ASIC is planning a litigation blitz in coming months as it puts up to 50 matters into the courts, many of them arising from the Hayne royal commission. ASIC deputy chairman (enforcement) Daniel Crennan, QC, has told The Australian Financial Review that on top of the 13 referrals from the commission, the regulator was looking at “three times as many” case studies with a view to legal proceedings.
"There are a very large number of investigations on foot and there will be cases being issued in coming weeks, which are the result of those investigations,’’ Mr Crennan said.
“Those matters will culminate in proceedings being issued before Christmas, and over the next few months.
"If ASIC does not pursue a case that is either referred to us or related to the royal commission we will be in a position to explain why."
Sources have told the Financial Review they expect a slew of cases to be underway before Senate estimates hearings in late October, at which ASIC will be asked to explain the results of a dramatic boost in funding – up 25 per cent in the May budget to $400 million over the next four years – and the progress of its new "why not litigate?" approach to enforcement.
It could mean direction hearings, which can allocate hearing dates, being held before the end of the year.
Mr Crennan would not be drawn on which cases would be first, but fees-for-no service has long been considered the obvious launching pad for Hayne litigation. This is partly because the damning admissions before the commissioner increase the prospect of convictions.
Mr Crennan was speaking as ASIC released its half-yearly Enforcement Update for the first six months of 2019. It shows that enforcement investigations over the past year had risen by 20 per cent.

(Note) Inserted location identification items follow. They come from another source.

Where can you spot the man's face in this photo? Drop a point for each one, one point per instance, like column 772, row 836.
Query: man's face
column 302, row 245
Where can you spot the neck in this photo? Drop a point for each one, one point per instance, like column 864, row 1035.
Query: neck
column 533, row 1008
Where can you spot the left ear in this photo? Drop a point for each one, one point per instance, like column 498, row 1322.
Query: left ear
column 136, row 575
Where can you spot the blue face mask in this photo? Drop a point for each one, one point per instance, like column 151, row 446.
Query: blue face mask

There is a sharp focus on the activities of the big six – the four major banks plus Macquarie and AMP – with investigations of that group up 51 per cent. Wealth management investigations rose 216 per cent.
“ASIC has a clear resolve. The office of enforcement is ready to deliver on the public's expectation to hold wrongdoers to account,” Mr Crennan says in the report.

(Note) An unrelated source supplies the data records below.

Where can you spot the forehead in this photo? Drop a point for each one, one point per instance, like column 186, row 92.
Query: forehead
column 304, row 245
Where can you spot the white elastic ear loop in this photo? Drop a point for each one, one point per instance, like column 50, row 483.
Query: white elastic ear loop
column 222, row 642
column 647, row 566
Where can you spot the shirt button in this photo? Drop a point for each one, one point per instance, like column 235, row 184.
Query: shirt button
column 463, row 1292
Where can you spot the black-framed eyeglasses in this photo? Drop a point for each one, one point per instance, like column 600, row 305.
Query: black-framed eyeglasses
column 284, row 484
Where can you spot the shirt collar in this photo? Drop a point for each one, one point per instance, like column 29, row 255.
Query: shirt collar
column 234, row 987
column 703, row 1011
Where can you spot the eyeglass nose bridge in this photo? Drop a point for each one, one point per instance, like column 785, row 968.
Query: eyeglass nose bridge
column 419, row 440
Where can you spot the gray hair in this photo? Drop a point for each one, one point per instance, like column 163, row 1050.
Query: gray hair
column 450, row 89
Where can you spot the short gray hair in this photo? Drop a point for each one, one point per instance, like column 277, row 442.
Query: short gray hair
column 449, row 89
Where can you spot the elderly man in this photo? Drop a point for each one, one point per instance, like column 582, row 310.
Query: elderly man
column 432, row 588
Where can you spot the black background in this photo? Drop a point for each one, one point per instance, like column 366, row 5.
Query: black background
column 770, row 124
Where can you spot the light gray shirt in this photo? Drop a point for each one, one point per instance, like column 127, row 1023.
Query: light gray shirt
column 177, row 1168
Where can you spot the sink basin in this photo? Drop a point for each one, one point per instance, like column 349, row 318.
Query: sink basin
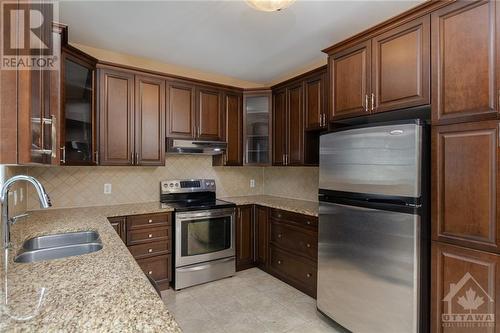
column 68, row 238
column 59, row 246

He pointed to there being only one enforceable undertaking in the past six months. Gold Coast accountant Jenan Thorne has agreed not to provide financial advice for three years over "best interests" concerns related to a superannuation client.
“The office is moving away from negotiation, partly driven by the fact we now have penalties to pursue."
'There's a lot on our plate'
For example the "fairness" provision of the Corporations Act – Section 912A – had no teeth until March, but there are now civil penalties of up to $525 million for some companies and $1.05 million for individuals.
“There's a lot on our plate,'' Mr Crennan said. "And it's not just royal commission matters.”
The federal government has appointed four new judges to the Federal Court – two each in Sydney and Melbourne – to handle the fallout from the banking royal commission. There will likely be more judges to come, with a departmental review having suggested that an extra 10 might be needed.
Mr Crennan said the update numbers reflected “the shift towards a more litigation-oriented agency”.
“In terms of cases more generally, there are a very large number of investigations on foot and there will be cases being issued in coming weeks, which are the result of those investigations.
“In term of royal commission matters proper, there were 13 formal referrals and they are currently being investigated.
“There are a number of case studies which relate to matters within our jurisdiction and of those we are investigating quite a large number – approximately three times as many as the referrals.
“Those matters will culminate in proceeding being issued before Christmas and over the next few months.”
He said co-operation could shorten investigations. “I am confident that those that are currently under foot will culminate in the issue of proceedings against a significant number of entities – including some of the larger entities – within coming weeks and months.”
Mr Crennan said he was involving barristers much earlier in proceedings, both in terms of getting advice and having them conduct compulsory examinations under section 19 of the ASIC Act.
The Office of Enforcement that had also been established was operating with a "specific strategic" role.
"It’s more flexible, it's more transparent. It's an improvement on what we had."
Mr Crennan said warnings by himself and ASIC chairman James Shipton about the value of co-operating were having an impact. He noted that in a recent liability hearing – the first part of the penalty process – AMP chose to make admissions.
“That greatly accelerates the process and removes uncertainty. And by doing so they moved to the penalty phase.
“When you're in a penalty phase, the entities or individuals involved are perfectly entitled to argue as to what appropriate penalties might be ordered by the court.
"It's a responsible and sensible way to deal with the legacy of the conduct of the past, in circumstances where we're looking at a new world – or a new paradigm – where the laws are different and the penalties are different.
"I think some of them are getting on board and I encourage those who are less interested in doing so, to do so."
Mr Crennan said the regulator was not deterred by its defeat in the responsible lending case against Westpac last week in the Federal Court. An appeal is being considered.
"Obviously we were disappointed to lose.'' he said. "We don't run cases in the hope that we win. We run cases because we wish to, and expect to, win."
He said it was "a legitimate objective" to pursue cases where the law was unclear.
"Unfortunately, that can result in the regulator losing cases. But that's the world of litigation.
"If the law remains unclear when you get to the High Court, then that is matter for government.